Actualidad científica

Gracias a la infatigable labor del Gobierno, en lo que va de año hemos adquirido un porrón de conocimientos que permanecían en la nebulosa del inconsciente colectivo, vagando a sus anchas.

Por ejemplo, la evidencia de que el valenciano no existe es una de las que el día de mañana causará mayor admiración entre los especialistas, aunque no estén de acuerdo con ella.

En esa línea se encuentra también un ingente tratado sobre españología, cuyo capítulo sustancial lleva por título “De cómo unas nacionalidades devienen en nación, de la que nacen muchas nacioncitas a las que se come el lobo”, prologado por la Caperucita Roja y el Opus feroz.

Otra interesante aportación, esta vez en el campo de la sexología, ha sido la demostración de que ya no es necesario el cruce de los dos sexos para garantizar la presencia de la especie sobre la tierra. Basta que lo hagan los otros.

Pese a ello y por extraño que parezca, la sociedad sólo sigue reconociendo las uniones matrimoniales de sus miembros, tomados éstos de dos en dos.
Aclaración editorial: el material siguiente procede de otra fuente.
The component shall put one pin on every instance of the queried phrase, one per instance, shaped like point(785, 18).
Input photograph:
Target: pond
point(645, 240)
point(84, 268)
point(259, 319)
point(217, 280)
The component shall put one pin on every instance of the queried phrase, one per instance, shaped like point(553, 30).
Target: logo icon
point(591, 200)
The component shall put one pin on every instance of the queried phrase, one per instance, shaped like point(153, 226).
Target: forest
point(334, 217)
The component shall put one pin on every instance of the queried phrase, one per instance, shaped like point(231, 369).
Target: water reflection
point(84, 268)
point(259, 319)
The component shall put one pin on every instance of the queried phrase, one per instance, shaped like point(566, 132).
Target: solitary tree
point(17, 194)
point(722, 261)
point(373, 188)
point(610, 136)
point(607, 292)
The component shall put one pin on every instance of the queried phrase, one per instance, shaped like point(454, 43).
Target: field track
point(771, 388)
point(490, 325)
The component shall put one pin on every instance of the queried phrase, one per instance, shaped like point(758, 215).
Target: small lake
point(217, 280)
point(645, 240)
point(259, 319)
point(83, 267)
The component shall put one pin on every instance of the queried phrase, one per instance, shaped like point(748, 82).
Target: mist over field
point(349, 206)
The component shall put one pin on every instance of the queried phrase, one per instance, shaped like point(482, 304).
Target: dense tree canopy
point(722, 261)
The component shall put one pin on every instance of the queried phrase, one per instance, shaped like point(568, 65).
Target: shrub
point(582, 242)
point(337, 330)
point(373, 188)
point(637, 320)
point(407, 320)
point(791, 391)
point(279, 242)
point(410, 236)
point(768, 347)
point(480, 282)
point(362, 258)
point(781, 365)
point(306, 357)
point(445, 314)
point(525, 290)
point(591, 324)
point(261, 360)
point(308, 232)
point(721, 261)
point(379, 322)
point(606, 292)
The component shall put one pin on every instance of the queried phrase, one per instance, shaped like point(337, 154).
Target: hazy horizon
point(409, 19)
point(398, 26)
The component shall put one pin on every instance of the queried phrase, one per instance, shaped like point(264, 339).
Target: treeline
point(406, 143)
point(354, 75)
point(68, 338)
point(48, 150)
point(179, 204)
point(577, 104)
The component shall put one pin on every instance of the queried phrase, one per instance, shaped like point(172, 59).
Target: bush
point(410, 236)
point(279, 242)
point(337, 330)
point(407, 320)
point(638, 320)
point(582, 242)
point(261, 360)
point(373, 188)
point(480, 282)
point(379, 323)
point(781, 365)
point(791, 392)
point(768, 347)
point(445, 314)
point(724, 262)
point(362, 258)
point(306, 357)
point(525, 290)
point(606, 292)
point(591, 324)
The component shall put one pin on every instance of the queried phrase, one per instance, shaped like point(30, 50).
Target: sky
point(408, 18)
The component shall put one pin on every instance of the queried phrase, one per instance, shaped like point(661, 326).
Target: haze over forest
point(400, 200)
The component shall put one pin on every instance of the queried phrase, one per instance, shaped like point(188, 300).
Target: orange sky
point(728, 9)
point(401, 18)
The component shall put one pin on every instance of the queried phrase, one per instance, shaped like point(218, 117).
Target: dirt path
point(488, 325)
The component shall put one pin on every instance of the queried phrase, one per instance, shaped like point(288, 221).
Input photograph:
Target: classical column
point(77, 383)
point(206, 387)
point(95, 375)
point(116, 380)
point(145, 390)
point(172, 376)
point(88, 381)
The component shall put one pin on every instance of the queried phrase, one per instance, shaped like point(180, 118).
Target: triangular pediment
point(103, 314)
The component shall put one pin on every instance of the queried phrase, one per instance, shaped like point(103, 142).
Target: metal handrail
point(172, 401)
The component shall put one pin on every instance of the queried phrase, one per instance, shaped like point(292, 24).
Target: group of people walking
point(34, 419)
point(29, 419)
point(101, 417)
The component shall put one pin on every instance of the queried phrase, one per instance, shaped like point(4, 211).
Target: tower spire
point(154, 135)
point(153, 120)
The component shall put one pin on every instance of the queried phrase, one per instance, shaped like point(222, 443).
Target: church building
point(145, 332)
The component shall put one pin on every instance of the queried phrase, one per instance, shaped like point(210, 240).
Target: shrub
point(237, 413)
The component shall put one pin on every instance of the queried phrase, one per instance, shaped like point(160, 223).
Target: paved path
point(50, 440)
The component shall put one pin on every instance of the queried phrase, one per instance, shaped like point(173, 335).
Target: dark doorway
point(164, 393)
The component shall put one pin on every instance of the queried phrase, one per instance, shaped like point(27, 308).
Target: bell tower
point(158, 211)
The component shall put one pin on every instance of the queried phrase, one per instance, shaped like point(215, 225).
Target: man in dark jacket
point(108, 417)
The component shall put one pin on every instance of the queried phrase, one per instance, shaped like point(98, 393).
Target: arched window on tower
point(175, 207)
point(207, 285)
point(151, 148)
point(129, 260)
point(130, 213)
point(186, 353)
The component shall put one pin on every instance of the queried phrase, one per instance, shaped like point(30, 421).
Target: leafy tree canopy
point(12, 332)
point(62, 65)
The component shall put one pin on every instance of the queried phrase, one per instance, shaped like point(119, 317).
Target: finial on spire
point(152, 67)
Con lo cual, si usted está enamorado de tres o más seres vivos y quiere casarse con ellos, va jodido.

Puesto a descubrir, el Gobierno está a punto de obtener la fórmula para que una nación, o lo que sea, pueda pertenecer a un imperio, patearle la espinilla al emperador y seguir como si tal cosa.

Ya advertimos que la fórmula está todavía en el laboratorio. Mientras tanto permanecemos confiados en que no explote durante el proceso de cocción.

A todo ello hay que añadir la serie de fascículos coleccionables “¿Existe Dios? ¿Existe el valenciano?”, “Cómo tirar los símbolos franquistas y el dinero”, “Carod considerado como una de las bellas artes”, “Cómo funciona lo del IVA en Europa” y “Hágase con los mandos del Concorde en 10 minutos”.